The domain name itself can be purchased from a CIRA-registered company and then applied to different types of websites. If you want, you can build a website from scratch and pay a company for the room required to host all the files and pages. Another option is to have your domain name automatically attached to some types of pre-hosted sites, such as a personal blogging site. Or you can hire someone to build your site for you. Buying the name can cost as little as $10 a year and may have extra fees for e-mail and hosting space. Make sure the company you choose is registered and beware of deals that seem to cost too little, Richardson warns. There is also a speculative market out there, in which people snatch up common names and sell them back to people at a profit. If you find your name is in use, the CIRA site should provide a contact you can use to ask whether it's for sale.
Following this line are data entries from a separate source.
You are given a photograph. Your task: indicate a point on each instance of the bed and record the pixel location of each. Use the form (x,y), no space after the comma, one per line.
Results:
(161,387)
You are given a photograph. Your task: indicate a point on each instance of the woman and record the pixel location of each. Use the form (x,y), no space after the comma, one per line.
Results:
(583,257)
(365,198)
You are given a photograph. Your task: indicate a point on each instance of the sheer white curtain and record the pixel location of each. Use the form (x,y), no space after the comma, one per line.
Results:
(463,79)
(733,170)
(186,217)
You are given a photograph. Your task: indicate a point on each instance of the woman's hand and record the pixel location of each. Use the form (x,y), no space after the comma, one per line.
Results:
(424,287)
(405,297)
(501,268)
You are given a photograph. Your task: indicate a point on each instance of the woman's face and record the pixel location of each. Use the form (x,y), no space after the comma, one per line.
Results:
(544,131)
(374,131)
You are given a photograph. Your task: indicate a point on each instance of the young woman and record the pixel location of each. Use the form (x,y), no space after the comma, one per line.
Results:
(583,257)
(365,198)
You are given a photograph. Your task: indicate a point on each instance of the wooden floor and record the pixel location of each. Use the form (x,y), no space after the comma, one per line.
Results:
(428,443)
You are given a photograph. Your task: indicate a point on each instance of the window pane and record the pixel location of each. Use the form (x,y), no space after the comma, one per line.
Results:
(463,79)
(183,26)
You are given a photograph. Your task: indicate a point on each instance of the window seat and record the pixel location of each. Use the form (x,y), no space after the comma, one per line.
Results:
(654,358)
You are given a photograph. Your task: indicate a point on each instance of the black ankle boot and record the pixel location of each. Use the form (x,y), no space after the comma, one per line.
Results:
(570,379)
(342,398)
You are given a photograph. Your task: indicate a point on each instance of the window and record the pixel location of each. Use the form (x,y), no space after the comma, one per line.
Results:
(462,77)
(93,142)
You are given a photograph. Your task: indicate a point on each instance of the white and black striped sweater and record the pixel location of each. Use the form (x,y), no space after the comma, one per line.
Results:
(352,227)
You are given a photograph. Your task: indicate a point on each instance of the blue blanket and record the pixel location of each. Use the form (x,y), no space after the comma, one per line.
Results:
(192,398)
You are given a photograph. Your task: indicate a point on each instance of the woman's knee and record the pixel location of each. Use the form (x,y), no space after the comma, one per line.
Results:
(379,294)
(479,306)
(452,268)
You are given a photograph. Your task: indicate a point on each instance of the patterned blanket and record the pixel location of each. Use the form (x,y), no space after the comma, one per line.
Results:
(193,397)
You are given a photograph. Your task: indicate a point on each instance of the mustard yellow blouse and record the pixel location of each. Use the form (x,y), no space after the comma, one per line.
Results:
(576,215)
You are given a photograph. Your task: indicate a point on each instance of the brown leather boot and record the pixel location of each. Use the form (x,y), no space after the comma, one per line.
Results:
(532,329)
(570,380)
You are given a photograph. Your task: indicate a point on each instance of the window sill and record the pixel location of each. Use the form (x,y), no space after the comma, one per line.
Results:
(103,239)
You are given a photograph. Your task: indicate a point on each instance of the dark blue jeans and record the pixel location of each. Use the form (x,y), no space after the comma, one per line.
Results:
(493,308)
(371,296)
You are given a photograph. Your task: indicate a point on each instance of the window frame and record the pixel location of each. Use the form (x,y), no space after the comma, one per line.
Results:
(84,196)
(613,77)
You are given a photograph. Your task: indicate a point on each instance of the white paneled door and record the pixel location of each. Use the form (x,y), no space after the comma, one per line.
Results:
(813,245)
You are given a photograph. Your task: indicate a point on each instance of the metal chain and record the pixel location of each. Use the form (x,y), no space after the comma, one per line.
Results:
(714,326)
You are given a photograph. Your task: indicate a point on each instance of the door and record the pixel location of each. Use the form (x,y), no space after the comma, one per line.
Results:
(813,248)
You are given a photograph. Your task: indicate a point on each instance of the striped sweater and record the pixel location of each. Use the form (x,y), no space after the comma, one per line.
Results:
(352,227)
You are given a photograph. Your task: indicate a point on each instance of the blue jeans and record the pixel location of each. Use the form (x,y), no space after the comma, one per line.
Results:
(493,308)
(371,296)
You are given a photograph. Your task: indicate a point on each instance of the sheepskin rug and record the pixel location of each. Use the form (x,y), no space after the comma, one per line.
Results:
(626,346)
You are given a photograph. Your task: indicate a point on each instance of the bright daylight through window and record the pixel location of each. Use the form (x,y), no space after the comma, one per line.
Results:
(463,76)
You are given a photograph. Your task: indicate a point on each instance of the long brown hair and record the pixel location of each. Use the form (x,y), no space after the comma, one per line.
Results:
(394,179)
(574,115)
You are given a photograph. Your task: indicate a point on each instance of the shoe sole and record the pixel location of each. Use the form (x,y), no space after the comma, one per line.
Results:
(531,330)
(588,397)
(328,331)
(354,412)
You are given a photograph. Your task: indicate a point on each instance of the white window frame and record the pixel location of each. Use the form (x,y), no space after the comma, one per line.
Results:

David Hicks, CIRA's director of marketing and communications, says the number of .ca names is growing at a rate of about 20 per cent per year. He expects it to hit a million by spring and double within two years. Hicks said since someone must be Canadian or have a connection to Canada to register a .ca site, there should be lots of choice in names for a while to come. "We've got a fairly wide-open name-space," he said. "Compare that to .com, which has (roughly) 65 million - a lot of the 'good' names have already been taken in .com space. "We don't have that problem in .ca."